Great site ,thank you , i have been bringing my finished rolled neck sweaters to have them stitched on and paying 10.00. Now maybe i can try knitting them in .


----------



## samlilypepper (May 17, 2011)

That's great... but notice that the alphabets (and maybe the others too) are for cross stitch. Cross stitch is done on evenweave fabric and therefore the height and width of each stitch is the same. In knitting though, depending on the gauge of the yarn, 1 x 1 may not be proportional... maybe need 1 x 2...


----------



## osterville (May 28, 2011)

Thank you for the information !!!


----------



## frostyfranny (Jul 29, 2011)

Reanna40 said:


> I hit the jack pot here's a really cool sites.
> 
> http://www.freepatternsonline.com/xscharts/alphabets.htm
> Another one this one has more then just letters.
> ...


These will be handy for my plastic canvas


----------



## MissMagnolia (Apr 5, 2011)

osterville,
I'm glad I saved you some money. I know $10.00 don't sound like a lot of money but when you don't have a job it may as well be $100.00.

samlilypepper, 
What does Tim Allen say? Oh Yeah Make it work. It's all we have.  

frostyfranny,
I think they will work for most crafts. Oh I love your name.*giggle* It's cute.


----------



## osterville (May 28, 2011)

I have made 15 sweaters with the initial of the last name of the family on the front of the sweater for shower presents. Every one loves them .Hopefully i can figure out the graph 
for 1x2 when i do the front of the sweater .I am working on that now thank you again any advice ?


----------



## samazon (Feb 25, 2011)

Thank you for posting this. My oldest grandson wants me to knit him a sweater that needed letters.
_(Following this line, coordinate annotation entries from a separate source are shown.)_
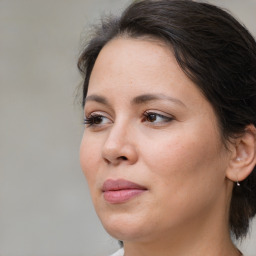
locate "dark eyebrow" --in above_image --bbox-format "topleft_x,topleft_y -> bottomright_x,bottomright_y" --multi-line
132,94 -> 186,107
84,94 -> 110,105
85,94 -> 186,107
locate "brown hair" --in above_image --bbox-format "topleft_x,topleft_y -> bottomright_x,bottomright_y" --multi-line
78,0 -> 256,238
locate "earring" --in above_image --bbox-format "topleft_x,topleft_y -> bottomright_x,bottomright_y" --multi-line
236,157 -> 241,187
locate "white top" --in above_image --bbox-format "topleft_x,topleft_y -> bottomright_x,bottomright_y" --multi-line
110,248 -> 251,256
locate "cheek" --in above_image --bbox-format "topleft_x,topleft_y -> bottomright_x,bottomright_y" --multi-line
80,132 -> 101,189
144,128 -> 224,189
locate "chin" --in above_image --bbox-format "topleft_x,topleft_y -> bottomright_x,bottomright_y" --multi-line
100,210 -> 149,241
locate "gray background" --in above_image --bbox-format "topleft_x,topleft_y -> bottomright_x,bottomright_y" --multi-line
0,0 -> 256,256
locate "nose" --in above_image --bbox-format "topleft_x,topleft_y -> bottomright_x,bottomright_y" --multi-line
102,124 -> 138,165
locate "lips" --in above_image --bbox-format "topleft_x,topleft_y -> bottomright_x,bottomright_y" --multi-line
102,179 -> 147,204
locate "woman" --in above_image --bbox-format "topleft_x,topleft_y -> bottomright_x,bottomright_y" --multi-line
78,0 -> 256,256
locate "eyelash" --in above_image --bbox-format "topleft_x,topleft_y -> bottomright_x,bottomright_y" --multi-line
143,111 -> 174,123
84,114 -> 106,127
84,111 -> 174,127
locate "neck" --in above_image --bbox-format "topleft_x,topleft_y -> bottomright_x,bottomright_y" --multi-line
124,199 -> 241,256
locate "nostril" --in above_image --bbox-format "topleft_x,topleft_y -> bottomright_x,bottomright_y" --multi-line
118,156 -> 128,160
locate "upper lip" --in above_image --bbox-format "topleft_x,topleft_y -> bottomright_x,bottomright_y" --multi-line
102,179 -> 146,192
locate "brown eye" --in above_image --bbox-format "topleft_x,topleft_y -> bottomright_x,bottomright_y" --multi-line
146,113 -> 157,122
143,112 -> 174,125
93,116 -> 103,124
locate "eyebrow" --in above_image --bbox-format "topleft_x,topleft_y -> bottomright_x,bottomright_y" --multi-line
85,94 -> 110,105
132,94 -> 186,107
85,94 -> 186,107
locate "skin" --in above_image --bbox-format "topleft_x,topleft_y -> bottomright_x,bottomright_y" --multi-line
80,38 -> 240,256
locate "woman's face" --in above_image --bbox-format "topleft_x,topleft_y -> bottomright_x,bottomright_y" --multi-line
80,38 -> 232,241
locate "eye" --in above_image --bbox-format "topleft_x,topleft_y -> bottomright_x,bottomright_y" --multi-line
84,113 -> 111,127
143,112 -> 174,124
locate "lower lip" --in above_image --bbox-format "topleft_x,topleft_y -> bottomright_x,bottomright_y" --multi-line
103,189 -> 146,204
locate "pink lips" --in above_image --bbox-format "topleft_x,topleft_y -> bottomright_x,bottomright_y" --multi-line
102,179 -> 147,204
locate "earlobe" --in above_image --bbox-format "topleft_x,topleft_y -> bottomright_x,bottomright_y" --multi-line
226,125 -> 256,183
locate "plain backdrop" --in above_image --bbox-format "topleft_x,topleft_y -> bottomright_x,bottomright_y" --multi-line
0,0 -> 256,256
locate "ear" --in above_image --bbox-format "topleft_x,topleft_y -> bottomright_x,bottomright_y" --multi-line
226,125 -> 256,182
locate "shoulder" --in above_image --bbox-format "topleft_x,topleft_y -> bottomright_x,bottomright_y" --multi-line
110,248 -> 124,256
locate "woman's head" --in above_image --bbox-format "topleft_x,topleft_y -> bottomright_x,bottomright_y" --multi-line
78,0 -> 256,240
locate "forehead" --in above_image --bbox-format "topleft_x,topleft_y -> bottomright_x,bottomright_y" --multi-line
88,38 -> 206,106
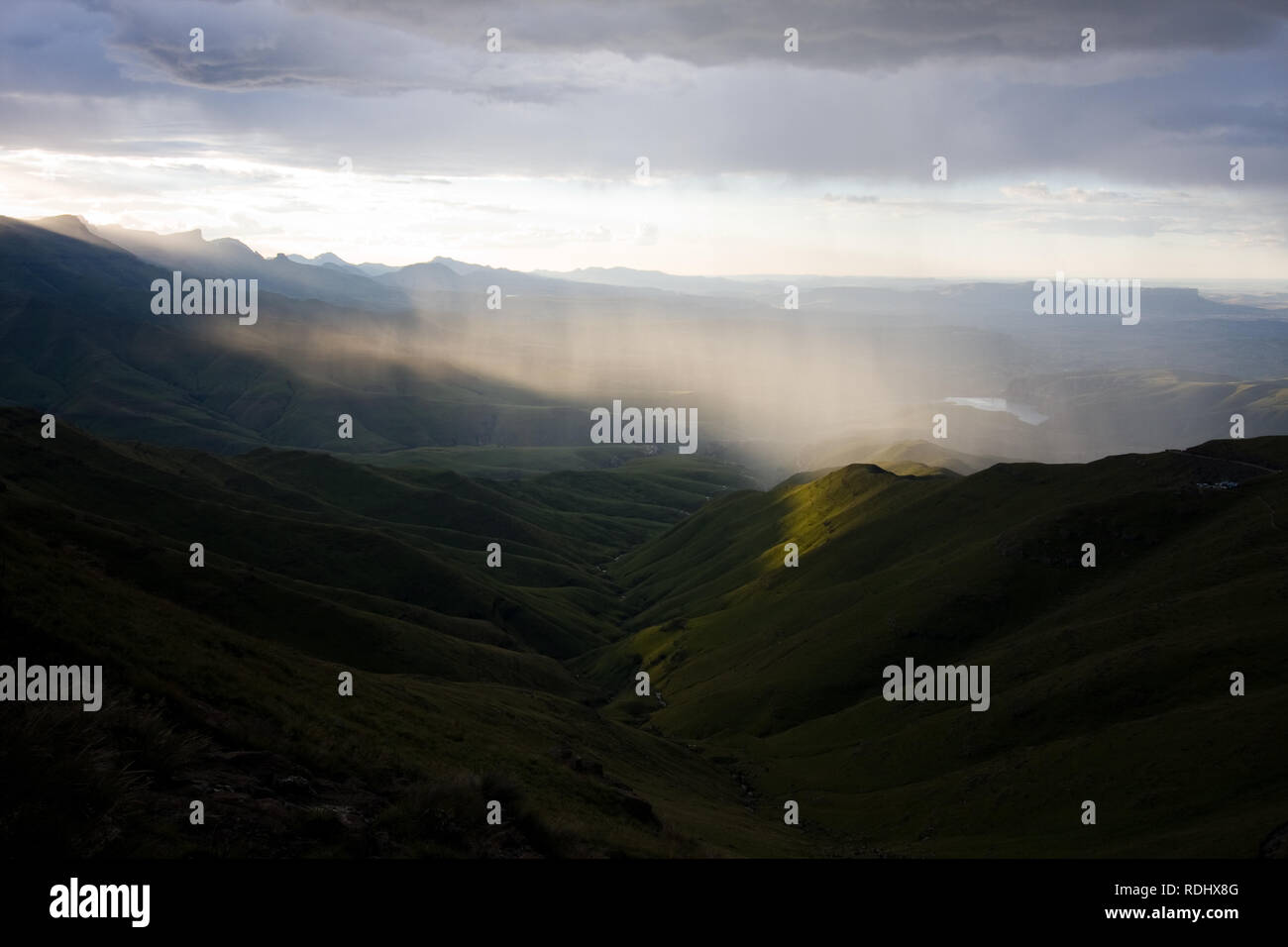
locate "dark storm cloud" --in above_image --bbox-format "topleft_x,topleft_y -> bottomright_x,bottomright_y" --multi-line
0,0 -> 1288,190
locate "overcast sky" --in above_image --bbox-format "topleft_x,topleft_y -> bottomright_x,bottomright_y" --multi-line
0,0 -> 1288,279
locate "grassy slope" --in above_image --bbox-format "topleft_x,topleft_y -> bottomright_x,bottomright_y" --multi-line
0,411 -> 802,854
574,438 -> 1288,856
0,410 -> 1288,856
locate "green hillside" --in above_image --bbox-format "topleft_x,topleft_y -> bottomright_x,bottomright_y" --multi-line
574,438 -> 1288,857
0,408 -> 1288,857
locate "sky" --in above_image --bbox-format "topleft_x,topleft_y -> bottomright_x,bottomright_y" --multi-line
0,0 -> 1288,281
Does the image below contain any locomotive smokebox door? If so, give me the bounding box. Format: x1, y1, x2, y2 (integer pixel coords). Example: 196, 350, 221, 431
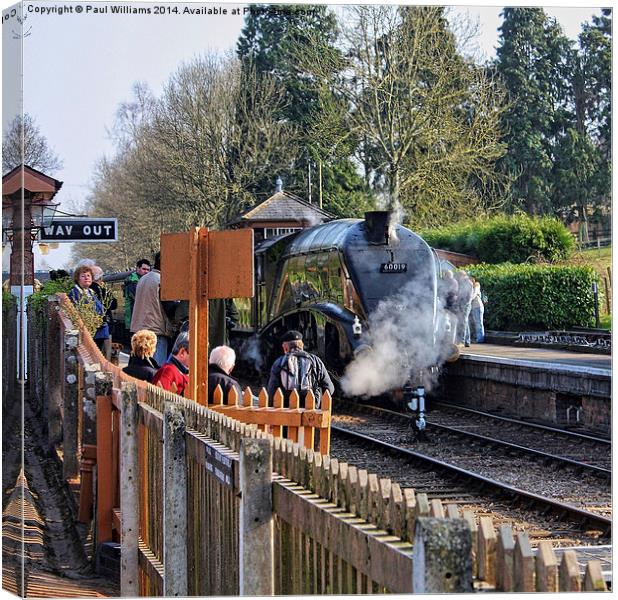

So I guess you did the search for me, thanks again :-D


----------



## MissMagnolia (Apr 5, 2011)

Your welcome. I want to see the sweater when your done.. :lol: :thumbup:


----------



## frostyfranny (Jul 29, 2011)

Reanna40 said:


> osterville,
> I'm glad I saved you some money. I know $10.00 don't sound like a lot of money but when you don't have a job it may as well be $100.00.
> 
> samlilypepper,
> ...


My maiden name was Frost and my Christian name is Frances. Schoolmates used to call me Fanny but my Mum hated it and insisted I was called Fran so that's how it came about


----------



## MissMagnolia (Apr 5, 2011)

Aww well that's a lot better then what I was called. My last name was French. I was call many french things .Like french toast, french's mustard etc.... lol.I laugh now.


----------



## frostyfranny (Jul 29, 2011)

Reanna40 said:


> Aww well that's a lot better then what I was called. My last name was French. I was call many french things .Like french toast, french's mustard etc.... lol.I laugh now.


Strangely enough my next door neighbour's maiden name was French


----------



## hennalady (Nov 12, 2011)

Great link for my Beadwork! Thanks Reanna40...Love your kitty avatar too. Looks ready for the holidays


----------



## MissMagnolia (Apr 5, 2011)

frostyfranny,
I don't think we are related. Would be nice I would have to take a road trip to visit my relatives.lol My family came from Canada far as we know. 

hennalady,
Oh yes beading!! I do that to. Great ideal


----------



## yona (Feb 7, 2011)

You did good Miss Magnolia, great sites and thanks for posting.


----------



## MissMagnolia (Apr 5, 2011)

Your welcome yona.


----------